あるメーカーでは、特殊なねじ山形状の緩み止めナットを売り出している。ねじ山の谷底に特殊な傾斜のくさび面を施しており、ボルトの山頂がくさび面に当たることで、緩みを抑えられる。完全に締結するまで、くさび面には接触しないため、締め付け作業時に余分な摩擦を抑えられる。一般的な六角ナットと同様の力で締め付けできる。
同社は、くさび面を施した緩み止めボルトも開発し、量産にも対応している。接着剤を使わないため、接着剤のカスが発生せず、高温下でも使用できる。
緩み止めボルトの開発には、ねじの谷底のR形状にくさび面を作るのが難点だった。
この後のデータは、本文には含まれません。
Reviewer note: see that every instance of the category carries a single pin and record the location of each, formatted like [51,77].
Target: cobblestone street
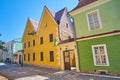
[16,72]
[3,78]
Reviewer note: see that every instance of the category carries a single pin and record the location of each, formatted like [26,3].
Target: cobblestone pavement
[17,72]
[3,78]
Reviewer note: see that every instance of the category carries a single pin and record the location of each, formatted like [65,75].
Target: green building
[97,26]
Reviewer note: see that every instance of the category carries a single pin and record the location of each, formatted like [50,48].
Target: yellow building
[40,39]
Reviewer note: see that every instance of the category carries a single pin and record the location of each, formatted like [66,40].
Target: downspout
[78,56]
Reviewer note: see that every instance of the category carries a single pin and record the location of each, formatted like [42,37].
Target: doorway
[69,60]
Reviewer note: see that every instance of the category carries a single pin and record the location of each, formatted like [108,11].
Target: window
[24,45]
[33,56]
[66,25]
[100,55]
[33,42]
[24,57]
[51,56]
[41,56]
[29,44]
[93,19]
[41,40]
[28,56]
[51,37]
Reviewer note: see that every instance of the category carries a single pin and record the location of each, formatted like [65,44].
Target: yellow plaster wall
[46,26]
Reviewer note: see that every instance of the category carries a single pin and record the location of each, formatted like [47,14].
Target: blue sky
[14,14]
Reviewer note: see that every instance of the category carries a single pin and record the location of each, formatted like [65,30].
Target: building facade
[97,35]
[40,39]
[11,48]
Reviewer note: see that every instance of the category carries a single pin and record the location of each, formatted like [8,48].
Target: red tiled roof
[83,3]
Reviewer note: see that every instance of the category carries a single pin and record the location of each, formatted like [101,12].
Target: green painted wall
[110,18]
[113,50]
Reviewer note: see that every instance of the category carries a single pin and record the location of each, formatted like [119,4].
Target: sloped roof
[83,3]
[59,14]
[34,23]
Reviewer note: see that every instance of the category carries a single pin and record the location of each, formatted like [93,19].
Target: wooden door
[20,59]
[67,60]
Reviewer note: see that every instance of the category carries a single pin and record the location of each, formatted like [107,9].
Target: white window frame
[93,51]
[99,19]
これに対して同社では、ねじ山の谷側の傾斜を理論化し、特許を取得。どんな形状のねじの谷にもくさび形状が緩み止め効果を発揮するように開発した。
また別のメーカーでは、ナット上面部に特殊な金属プレートをカシメ加工で固定した緩み止めナットを提供している。ボルトをねじ込んで締結すると、ねじ山の上に金属プレートが乗っかり、摩擦トルクが生じることで緩みを抑制する。このナットは一般的なナットと比べ使用後のへたりが少なく、再使用しても緩み性能を維持できる。
この緩み止め性能に加え、高所やトンネルなど土木建築分野での使用では、平座金と一体化したナットが活躍する。中でも、座金部分をカラー塗装した緩み止めナットは、視認性を高め、現場での部品管理などの作業性に強みを持つ。
こうしたねじメーカー各社の取り組みが産業社会の安全を支えている。